Through the Standardize page, you can review similar column values and standardize them to values that you specify. For example, master data on customers and products may use different names for the same product. For the Web team, the product may be called, "ACME Cookies Chocolate Chip," while the data from the Accounting team refers to this product as, "Cookies - Choc Chip." Through the Standardize page, you can normalize these values to a single consistent value for easier consumption downstream.
- Standardization can be applied to a single column at a time.
- For more information on how Cloud Dataprep by TRIFACTA® INC. standardizes values, see Overview of Standardization.
Standardizations applied through this page are stored in a connected database. These standardizations cannot be migrated between instances or workspaces.
To open the Standardize page:
- From a specific column, click the column drop-down and then select Standardize....
- In the Search panel, enter
standardize column. Then, select the column whose values you wish to standardize and click Next. See Search Panel.
Figure: Standardize page
In the above image, Cloud Dataprep by TRIFACTA® INC. groups the various references to product names into its interpretation of meaningful clusters. This clustering is based on pattern-matching between values in the column.
NOTE: The Standardize page displays column values from the currently selected sample only. If the sample does not span the entire dataset, column values that are not captured in the display are not affected by standardization changes. You may need to take additional samples to capture column values outside the current sample.
In the left side of the screen, you can review the clusters of values that have been detected in the column.
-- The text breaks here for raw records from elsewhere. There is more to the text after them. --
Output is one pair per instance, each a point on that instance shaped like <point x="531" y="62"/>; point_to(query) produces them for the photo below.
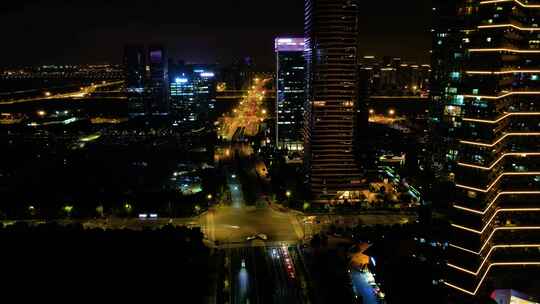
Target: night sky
<point x="62" y="31"/>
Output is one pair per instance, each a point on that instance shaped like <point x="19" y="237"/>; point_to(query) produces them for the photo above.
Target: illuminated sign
<point x="289" y="44"/>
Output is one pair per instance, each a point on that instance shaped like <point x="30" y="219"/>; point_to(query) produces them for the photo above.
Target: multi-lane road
<point x="272" y="274"/>
<point x="245" y="119"/>
<point x="84" y="91"/>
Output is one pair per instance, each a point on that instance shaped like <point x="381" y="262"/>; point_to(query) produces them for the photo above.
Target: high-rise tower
<point x="291" y="95"/>
<point x="496" y="227"/>
<point x="331" y="31"/>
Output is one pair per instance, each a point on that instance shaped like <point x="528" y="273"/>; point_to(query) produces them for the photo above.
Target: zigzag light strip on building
<point x="475" y="291"/>
<point x="525" y="154"/>
<point x="506" y="1"/>
<point x="503" y="117"/>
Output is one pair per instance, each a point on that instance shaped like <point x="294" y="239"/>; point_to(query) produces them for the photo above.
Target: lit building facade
<point x="447" y="59"/>
<point x="291" y="95"/>
<point x="192" y="92"/>
<point x="135" y="76"/>
<point x="496" y="226"/>
<point x="331" y="37"/>
<point x="157" y="89"/>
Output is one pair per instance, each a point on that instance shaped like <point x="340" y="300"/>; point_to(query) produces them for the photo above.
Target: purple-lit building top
<point x="289" y="44"/>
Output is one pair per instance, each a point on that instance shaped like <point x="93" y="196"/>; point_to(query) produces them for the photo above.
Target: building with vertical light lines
<point x="290" y="96"/>
<point x="495" y="239"/>
<point x="332" y="37"/>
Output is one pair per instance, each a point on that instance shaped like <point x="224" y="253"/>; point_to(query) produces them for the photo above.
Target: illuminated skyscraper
<point x="135" y="76"/>
<point x="496" y="227"/>
<point x="291" y="95"/>
<point x="331" y="31"/>
<point x="192" y="91"/>
<point x="156" y="89"/>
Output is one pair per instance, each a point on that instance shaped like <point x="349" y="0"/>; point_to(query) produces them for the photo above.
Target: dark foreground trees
<point x="59" y="264"/>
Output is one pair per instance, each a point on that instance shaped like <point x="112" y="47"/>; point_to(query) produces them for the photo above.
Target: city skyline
<point x="289" y="151"/>
<point x="68" y="34"/>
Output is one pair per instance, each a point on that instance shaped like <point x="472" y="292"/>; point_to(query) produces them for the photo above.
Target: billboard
<point x="289" y="44"/>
In the above image, you can see that the platform has identified a number of clusters based on simple differences in capitalization.
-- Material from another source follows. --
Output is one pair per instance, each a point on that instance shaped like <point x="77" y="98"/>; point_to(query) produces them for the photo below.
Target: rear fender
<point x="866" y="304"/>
- For each cluster, you can review the number of unique values and the total number of rows where the values appear in the column.
- At the bottom of the left pane, you can review the total number of unique values in the source column and the total number of rows in the displayed sample.
Figure: Standardize toolbar
Undo: Undo the last action in the Standardize page
NOTE: This action does not undo recipe steps that have already been added.
- Redo: Redo the last undo action.
Auto Standardize: The Wand tool automatically standardizes values based in a cluster to the cluster's most common value, as long as the most common value occurs in 25% of the clustered rows.
Tip: The Wand tool is recommended for beginning the standardization process. If values within a cluster have been modified, the cluster is not affected by the Wand tool. You can also apply the Wand tool on selected values in a cluster.
- Clustering options: By default, values are clustered based on similar spellings. To change the algorithm by which values are clustered, click Clustering options.
- None: Do not cluster values. Individual values must be matched.
- Similar strings: Cluster values based on similarities between the text of each value.
- Pronunciation: Cluster values based on phonetic pronunciation of the values.
- For more information on these options and their variations, see Overview of Standardization.
- Search values: To locate specific values in the column, enter a search string in the Search textbox.
- To reverse the sort order within your clusters, click Row Count.
- To sort cluster values alphabetically, click the Source Value header.
Steps to Standardize
To standardize values:
If needed, change the clustering algorithm to apply to the values.
From the left panel, select the set of values that you wish to standardize.
Tip: Unclustered values are listed at the bottom of the panel. You should review these values when you are selecting clustered values.
To select multiple values, press
COMMAND/CTRL+ click or select multiple values in the left column.
Tip: To select all values in a cluster, click the cluster header.
- To select a range of sequentially listed values, use
SHIFT+ click, which works across clusters of values.
After you have selected all values to standardize, you specify the new value to apply to these selected values in the right panel. This new value applies to all instances of the selected value or values. Changes are previewed next to the source values.
Tip: When you have values selected in a cluster, you can use one of the source values as your standardized value. Hover over the value in the left panel, and then click the icon that appears.
- Below the value you enter, you can review the number of rows in the sample that are affected by this change.
- At the bottom of the right panel, you can review the total effects of standardization on the dataset after this change is applied.
- If the new value is empty, then the values are kept as-is. No change is applied.
- To apply the standardized value to the affected clustered values, click Apply.
At any time, you can revert the changes to the cluster values. Click Revert to source.
Repeat the previous steps as needed.
Tip: You can perform multiple replacements in a single recipe step. So, you can configure all of your standardization steps before adding the single step to your recipe. For debugging purposes, you may want to separate some or all standardization into separate steps.
- To add the standardizations, click Add to Recipe.
NOTE: You cannot copy and paste standardization steps in the Recipe panel.